Hypertension has traditionally been defined by the arbitrary criteria of systolic pressure > 140 mm Hg or diastolic pressure > 90 mm Hg.
Hypertension has traditionally been defined by the arbitrary criteria of systolic pressure > 140 mm Hg or diastolic pressure > 90 mm Hg. However, the need for a more flexible definition and a more flexible threshold for treatment, depending on the presence or absence of other cardiovascular risk factors, is increasingly accepted.
Recently, the term "prehypertension" has gained traction. Defined as a blood pressure of 120-139/81-90 mm Hg, it defines a group whose blood pressure is above optimal yet below the criteria for hypertension. Prehypertension is associated with an increased risk of developing hypertension and therefore merits lifestyle modification, although, at present, pharmacotherapy is not recommended unless dictated by other risk factors.
In determining whether or not to treat borderline hypertension, increasing attention is being paid to the presence or absence of intermediate markers of target-organ damage, such as left ventricular hypertrophy or microalbuminuria. Another important and very physiologically appropriate marker would be evidence of microvascular disease, the end result of the constellation of cardiovascular risk factors such as hypertension, hyperlipidemia, smoking, diabetes, and others. In his study, Erdogan identifies coronary microvascular disease by quantitating coronary flow reserve (CFR), a reflection of minimal coronary microvascular resistance. Study results demonstrated reduced CFR in 35% of hypertensive subjects and 18% of subjects with prehypertension, compared with none among normotensive subjects. Interestingly the left ventricular mass index of prehypertensive subjects did not differ from that of normotensive subjects, suggesting that the CFR could be a more sensitive test of target-organ effect.
This study offers an intriguing new approach to identifying patients at risk. It also suggests that prehypertension is associated with microvascular effects. The findings encourage consideration of treating prehypertension, perhaps specifically in those who have a reduced CFR. Obviously, such speculations are extremely premature.

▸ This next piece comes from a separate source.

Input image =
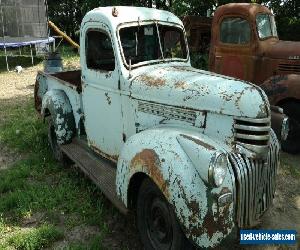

In digesting these findings, several concerns merit consideration. First, of course, is intra-individual reproducibility of the test, which was not assessed. Second is the limitation of an arbitrary cutoff value, which inevitably misindentifies many individuals. Third, as the author suggests, it is unclear whether the low CFR represents microvascular disease or is instead a consequence of reduced diastolic relaxation. Fourth, although the term prehypertension lumps together systolic pressures in the broad range of 121 to 139 mm Hg, I would suspect that most of the prehypertensive subjects with a reduced CFR had a systolic pressure close to 140 mm Hg, although these data were not reported.
A final issue is the method for diagnosing prehypertension used in this study. Ambulatory blood pressure monitoring, the gold standard in research today, was not performed. Also, blood pressure was assessed after a 15-minute rest period, rather than the 5-minute rest period that is usually employed.1 In many individuals, readings can fall from the hypertensive to the prehypertensive range in 15 minutes, resulting in the mislabeling of hypertensive individuals as prehypertensive. Thus, many of the prehypertensive subjects who had a reduced CFR might have actually been hypertensive. This opens to question the finding of abnormal CFR in prehypertensive individuals.
Measurement of CFR offers an attractive physiological measure with the potential to refine assessment of hypertension and borderline hypertension. Ideally, treatment decisions would rely on pathophysiologic manifestations rather than a rigid blood pressure criterion. This study has important limitations, but the authors provide an intriguing proof of concept.